新潟家庭裁判所長岡支部 平成元年(家)5173号 1990年10月30日
主文
1 被相続人の別紙遺産目録記載(編略)の遺産を次のとおり分割する。
(1) 別紙遺産目録記載の不動産のうち、No、1、2、4、5ないし7、12ないし15、27ないし29、33ないし39、43の各不動産は、相手方宮川一恵の単独取得とする。
(2) 別紙遺産目録記載の不動産のうち、前項記載の不動産を除くその余の各不動産は、相手方井山タエ、同宮川二郎及び同宮川雄三の共有(持分各3分1)取得とする。

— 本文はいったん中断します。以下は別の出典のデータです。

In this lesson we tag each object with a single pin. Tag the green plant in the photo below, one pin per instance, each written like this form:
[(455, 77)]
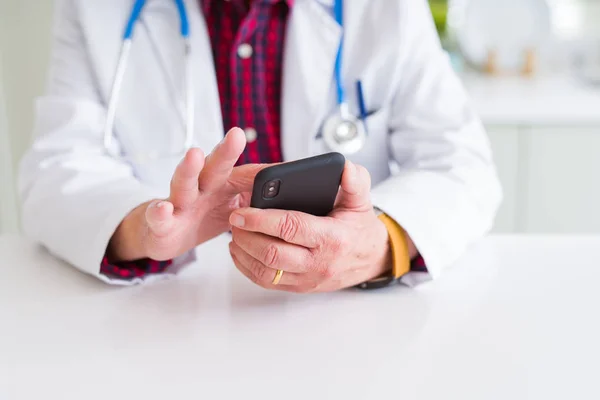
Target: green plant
[(439, 10)]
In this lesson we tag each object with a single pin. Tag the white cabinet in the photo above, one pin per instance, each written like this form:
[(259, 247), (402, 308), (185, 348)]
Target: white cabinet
[(562, 170), (505, 146)]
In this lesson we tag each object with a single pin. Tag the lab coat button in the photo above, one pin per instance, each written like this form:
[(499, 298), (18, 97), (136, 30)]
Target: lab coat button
[(251, 134), (245, 51)]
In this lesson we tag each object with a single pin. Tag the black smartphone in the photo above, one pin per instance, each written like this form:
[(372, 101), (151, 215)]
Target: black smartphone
[(309, 185)]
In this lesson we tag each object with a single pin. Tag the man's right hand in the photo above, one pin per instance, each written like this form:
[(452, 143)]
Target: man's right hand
[(204, 191)]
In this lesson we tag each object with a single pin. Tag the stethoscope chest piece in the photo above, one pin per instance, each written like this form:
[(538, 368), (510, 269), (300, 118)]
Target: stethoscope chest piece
[(344, 134)]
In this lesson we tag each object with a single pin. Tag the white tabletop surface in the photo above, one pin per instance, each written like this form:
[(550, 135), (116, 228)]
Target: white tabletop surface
[(544, 100), (517, 318)]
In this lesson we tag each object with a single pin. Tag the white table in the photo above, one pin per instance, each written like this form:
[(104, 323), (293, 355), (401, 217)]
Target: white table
[(517, 318)]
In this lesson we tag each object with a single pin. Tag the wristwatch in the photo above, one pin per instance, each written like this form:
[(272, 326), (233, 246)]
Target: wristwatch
[(400, 258)]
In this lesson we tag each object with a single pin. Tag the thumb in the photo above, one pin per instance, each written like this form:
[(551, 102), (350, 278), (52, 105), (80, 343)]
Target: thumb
[(355, 193), (160, 218)]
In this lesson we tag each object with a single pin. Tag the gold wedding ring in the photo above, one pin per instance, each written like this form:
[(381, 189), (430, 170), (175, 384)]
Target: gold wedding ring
[(278, 276)]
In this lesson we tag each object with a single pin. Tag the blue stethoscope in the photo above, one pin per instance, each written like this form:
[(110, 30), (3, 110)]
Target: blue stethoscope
[(342, 131)]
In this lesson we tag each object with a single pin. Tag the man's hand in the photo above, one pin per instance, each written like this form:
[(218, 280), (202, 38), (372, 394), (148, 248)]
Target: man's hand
[(204, 191), (317, 254)]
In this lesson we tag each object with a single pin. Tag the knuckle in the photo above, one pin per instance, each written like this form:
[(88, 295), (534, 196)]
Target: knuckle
[(271, 255), (327, 272), (289, 226), (257, 273)]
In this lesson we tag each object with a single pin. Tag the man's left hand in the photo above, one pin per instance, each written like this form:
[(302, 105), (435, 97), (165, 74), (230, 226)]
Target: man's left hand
[(317, 254)]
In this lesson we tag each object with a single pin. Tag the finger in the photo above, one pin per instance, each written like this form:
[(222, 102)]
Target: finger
[(274, 252), (242, 177), (159, 218), (184, 184), (259, 273), (355, 193), (291, 226), (220, 163)]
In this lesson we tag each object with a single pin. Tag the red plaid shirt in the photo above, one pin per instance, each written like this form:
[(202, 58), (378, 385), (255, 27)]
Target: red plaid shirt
[(247, 40)]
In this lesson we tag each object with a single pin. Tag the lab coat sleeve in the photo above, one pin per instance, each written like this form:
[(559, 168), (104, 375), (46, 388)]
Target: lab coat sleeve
[(73, 195), (447, 192)]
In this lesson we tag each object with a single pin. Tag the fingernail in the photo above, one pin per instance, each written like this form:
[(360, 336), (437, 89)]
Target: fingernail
[(237, 220)]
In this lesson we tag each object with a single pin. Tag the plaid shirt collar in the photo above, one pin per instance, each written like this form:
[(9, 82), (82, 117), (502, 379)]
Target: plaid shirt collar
[(205, 4)]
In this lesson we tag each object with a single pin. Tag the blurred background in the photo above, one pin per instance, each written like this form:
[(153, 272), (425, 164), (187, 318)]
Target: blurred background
[(532, 68)]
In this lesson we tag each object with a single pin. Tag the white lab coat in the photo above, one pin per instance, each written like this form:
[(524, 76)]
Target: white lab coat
[(444, 192)]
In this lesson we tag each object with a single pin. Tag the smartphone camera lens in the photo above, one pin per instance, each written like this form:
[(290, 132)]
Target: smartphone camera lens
[(271, 189)]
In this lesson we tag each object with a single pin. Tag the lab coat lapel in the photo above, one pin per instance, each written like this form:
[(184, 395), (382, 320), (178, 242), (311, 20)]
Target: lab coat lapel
[(162, 15), (208, 117), (312, 42)]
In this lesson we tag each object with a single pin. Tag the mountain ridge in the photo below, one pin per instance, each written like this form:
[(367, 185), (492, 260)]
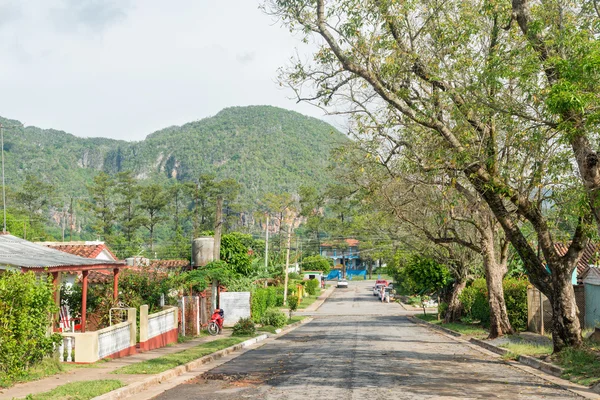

2 相手方井山タエ、同宮川二郎及び同宮川雄三は、相手方宮川一恵に対し、前項(2)の不動産取得の代償として、22万8142円及びこれに対する本審判確定の日の翌日から完済に至るまで年5分の割合による金員を支払え。
理由
第1相続人及び関係者の身分変動
1 本件の相続人は、表記の5名である。相手方一恵は被相続人の妻(昭和7年2月24目入夫婚姻)、両者間のそれぞれ申立人は長男、相手方タエは長女、相手方二郎は二男、相手方雄三は三男である。二女マサ子(昭和18年10月21日生)は、昭和44年11月7日死亡した。マサ子には、相続人はない。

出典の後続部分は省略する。